Usut punya usut, ternyata saya adalah salah seorang dari sedikit orang yang ia ketahui seiman dan menurut pandangannya, saya adalah seseorang yang mampu memberikan bimbingan dalam agamanya yang baru dipeluknya itu. Padahal kehidupan saya saat itu sangat jauh dari religius, dalam artian saya jarang beribadah baik di rumah maupun di tempat ibadah setempat, walaupun memang saya selalu berusaha untuk menjaga tingkah laku saya sehari-hari (sama seperti kebanyakan orang pada umumnya!)
Itulah untuk pertama kalinya saya mulai tersadar bahwa orang menilai agama kita bukan dari ayat-ayat suci yang kita kumandangkan, bukan dari nada dering telepon genggam kita yang berirama agamis, bukan dari berbagai istilah suci yang kita ucapkan. Bukan! Mereka menilai agama kita dari perilaku kita sehari-hari. Tidak lebih dan tidak kurang.
Sekadar contoh lain, saya pernah memiliki seorang rekan kerja yang luar biasa religiusnya. Ia senantiasa menyisipkan berbagai idiom keagamaan dalam kata-katanya, pakaian dan aksesorinya menonjolkan simbol-simbol agamanya, bahkan ia seringkali mengirimkan berbagai tautan artikel-artikel agamanya ke rekan-rekan kerja lainnya, termasuk yang tidak seagama (termasuk saya). Namun di lain banyak perilakunya di tempat kerja yang tidak mencerminkan profesionalisme, dari datang terlambat, menolak ikut memberikan urunan (walaupun secara halus), menunda-nunda pekerjaan, dan sebagainya. Akibatnya berbagai pesan-pesan keagamaan yang disampaikannya menjadi kontra produktif, bahkan dijadikan bahan cemoohan. Padahal kalau saja ia mengikuti pesan Mahatma Gandhi berikut ini, “Bunga mawar tidak perlu berkhotbah. Ia hanya menebarkan wewangiannya. Aroma itu adalah suatu khotbah tersendiri… aroma kesalehan dan kehidupan spiritual jauh lebih halus dari wewangian bunga mawar,” saya yakin akan semakin banyak orang yang tertarik mendengarkan pesan-pesan agamisnya tadi.

13579573531795331506
Mahatma Gandhi - tokoh Hindu India yang banyak mengutip ajaran-ajaran Alkitab dalam pesan-pesannya (sumber: ivanfoo.blogspot.com)

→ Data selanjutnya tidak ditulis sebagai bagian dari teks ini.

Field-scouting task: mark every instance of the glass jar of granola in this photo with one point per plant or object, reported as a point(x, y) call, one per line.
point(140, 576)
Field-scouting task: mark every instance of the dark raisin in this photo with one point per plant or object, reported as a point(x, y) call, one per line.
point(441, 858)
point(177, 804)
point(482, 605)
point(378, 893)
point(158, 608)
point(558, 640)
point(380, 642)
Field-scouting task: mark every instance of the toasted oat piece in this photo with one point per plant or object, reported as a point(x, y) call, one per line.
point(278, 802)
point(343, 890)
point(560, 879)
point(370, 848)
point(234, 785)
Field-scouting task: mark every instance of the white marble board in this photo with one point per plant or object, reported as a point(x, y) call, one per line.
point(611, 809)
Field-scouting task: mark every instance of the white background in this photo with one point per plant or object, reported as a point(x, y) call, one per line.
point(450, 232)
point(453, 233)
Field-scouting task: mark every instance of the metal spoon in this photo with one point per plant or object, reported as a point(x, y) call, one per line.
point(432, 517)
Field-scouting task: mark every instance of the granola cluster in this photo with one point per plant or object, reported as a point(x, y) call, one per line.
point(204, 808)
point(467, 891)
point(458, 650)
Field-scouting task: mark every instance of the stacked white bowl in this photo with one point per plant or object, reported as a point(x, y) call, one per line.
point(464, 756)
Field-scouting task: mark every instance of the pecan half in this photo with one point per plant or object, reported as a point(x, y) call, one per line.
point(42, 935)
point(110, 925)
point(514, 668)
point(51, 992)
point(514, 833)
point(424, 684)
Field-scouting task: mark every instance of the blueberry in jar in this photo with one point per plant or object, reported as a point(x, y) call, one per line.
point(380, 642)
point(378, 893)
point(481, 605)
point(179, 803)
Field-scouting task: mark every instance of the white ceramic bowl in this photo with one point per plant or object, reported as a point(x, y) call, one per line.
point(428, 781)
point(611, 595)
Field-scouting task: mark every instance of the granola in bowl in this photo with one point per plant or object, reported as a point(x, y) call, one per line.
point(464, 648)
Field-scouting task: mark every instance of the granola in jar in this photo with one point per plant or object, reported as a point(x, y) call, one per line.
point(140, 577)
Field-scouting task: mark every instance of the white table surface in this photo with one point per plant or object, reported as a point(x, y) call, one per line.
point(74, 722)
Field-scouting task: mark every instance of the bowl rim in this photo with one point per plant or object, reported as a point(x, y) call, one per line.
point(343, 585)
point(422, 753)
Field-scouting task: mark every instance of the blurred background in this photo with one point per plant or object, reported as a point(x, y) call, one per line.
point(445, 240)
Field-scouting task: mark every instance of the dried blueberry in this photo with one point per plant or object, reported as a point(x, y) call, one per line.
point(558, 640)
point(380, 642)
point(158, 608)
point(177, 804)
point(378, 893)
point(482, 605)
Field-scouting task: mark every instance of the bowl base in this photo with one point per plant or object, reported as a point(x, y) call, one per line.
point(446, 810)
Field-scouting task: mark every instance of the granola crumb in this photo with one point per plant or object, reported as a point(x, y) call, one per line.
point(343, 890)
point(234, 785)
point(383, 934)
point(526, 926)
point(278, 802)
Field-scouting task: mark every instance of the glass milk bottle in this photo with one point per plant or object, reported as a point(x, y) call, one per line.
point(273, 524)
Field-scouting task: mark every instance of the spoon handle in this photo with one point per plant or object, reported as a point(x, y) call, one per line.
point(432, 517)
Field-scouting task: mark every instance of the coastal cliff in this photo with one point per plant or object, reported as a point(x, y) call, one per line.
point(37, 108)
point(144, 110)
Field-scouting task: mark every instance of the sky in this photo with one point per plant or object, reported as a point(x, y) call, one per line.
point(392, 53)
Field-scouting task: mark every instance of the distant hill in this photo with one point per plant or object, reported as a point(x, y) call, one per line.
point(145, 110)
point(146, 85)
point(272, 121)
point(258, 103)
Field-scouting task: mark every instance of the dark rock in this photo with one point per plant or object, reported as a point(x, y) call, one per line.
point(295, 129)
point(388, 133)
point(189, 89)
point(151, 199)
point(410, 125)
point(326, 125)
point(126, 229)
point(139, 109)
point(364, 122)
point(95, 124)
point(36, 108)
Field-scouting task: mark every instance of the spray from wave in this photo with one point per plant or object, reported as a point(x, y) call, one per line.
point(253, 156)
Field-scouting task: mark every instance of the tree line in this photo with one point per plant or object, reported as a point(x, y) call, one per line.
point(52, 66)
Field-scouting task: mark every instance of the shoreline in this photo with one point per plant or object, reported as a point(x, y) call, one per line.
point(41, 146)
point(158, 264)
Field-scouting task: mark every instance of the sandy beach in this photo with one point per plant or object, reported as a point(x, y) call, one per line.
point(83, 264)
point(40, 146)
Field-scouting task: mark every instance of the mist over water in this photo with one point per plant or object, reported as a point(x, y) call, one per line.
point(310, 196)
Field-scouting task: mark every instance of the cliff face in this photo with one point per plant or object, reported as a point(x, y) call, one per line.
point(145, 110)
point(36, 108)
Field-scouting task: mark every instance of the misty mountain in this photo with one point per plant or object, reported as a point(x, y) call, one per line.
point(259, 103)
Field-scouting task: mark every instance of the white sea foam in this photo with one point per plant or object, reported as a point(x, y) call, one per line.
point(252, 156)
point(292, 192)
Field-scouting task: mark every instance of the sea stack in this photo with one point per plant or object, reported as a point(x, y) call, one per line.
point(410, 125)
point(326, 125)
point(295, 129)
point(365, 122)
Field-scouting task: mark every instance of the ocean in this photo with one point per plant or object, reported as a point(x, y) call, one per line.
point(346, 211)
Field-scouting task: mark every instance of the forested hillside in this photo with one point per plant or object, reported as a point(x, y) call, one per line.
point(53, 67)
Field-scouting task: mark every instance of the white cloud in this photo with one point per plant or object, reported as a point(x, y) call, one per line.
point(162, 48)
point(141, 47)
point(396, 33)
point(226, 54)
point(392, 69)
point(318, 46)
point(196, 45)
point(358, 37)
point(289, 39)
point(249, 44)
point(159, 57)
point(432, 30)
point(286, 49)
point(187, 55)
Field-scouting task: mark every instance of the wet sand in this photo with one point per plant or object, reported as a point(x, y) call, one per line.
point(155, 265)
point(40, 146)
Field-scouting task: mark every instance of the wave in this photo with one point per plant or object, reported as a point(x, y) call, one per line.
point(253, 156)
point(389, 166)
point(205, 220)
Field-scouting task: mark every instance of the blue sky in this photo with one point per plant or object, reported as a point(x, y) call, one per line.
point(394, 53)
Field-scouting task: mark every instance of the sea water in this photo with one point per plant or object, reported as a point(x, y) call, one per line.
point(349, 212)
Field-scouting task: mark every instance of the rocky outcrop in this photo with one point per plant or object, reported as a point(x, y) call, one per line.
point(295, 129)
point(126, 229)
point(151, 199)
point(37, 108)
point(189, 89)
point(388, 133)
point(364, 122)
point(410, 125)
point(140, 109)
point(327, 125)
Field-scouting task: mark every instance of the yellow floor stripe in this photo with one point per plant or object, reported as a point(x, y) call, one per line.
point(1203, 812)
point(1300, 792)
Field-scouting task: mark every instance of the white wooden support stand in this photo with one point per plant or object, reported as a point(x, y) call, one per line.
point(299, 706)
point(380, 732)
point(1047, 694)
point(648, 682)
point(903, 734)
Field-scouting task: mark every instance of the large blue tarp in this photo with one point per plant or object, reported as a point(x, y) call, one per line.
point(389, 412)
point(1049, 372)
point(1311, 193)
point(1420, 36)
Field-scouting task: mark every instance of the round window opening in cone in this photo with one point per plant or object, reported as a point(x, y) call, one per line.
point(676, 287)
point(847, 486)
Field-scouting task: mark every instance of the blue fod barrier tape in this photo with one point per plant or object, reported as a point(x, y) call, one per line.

Demikian pula halnya dengan pasangan kita. Kalau Anda termasuk salah seorang yang beruntung memiliki pasangan yang mau mengikuti agama Anda (baik sukarela maupun terpaksa), mari kita membimbing mereka dengan baik. Jangan lupa, untuk memutuskan memeluk sebuah keyakinan yang baru (dan bahkan mungkin sama sekali asing), mereka tentu mengalami pergumulan yang tidak ringan, baik dengan keluarga atau lingkungan sosialnya, maupun dengan diri sendiri. Mari kita yakinkan mereka bahwa pilihan mereka itu bukan sebuah pilihan yang keliru, melainkan sebuah pilihan yang memberikan manfaat, baik dalam kehidupan saat ini maupun kehidupan yang akan datang. Semoga.
(Terlampir doa agar rekan saya di atas sukses dalam misinya meluluhkan hati sang calon mertua!)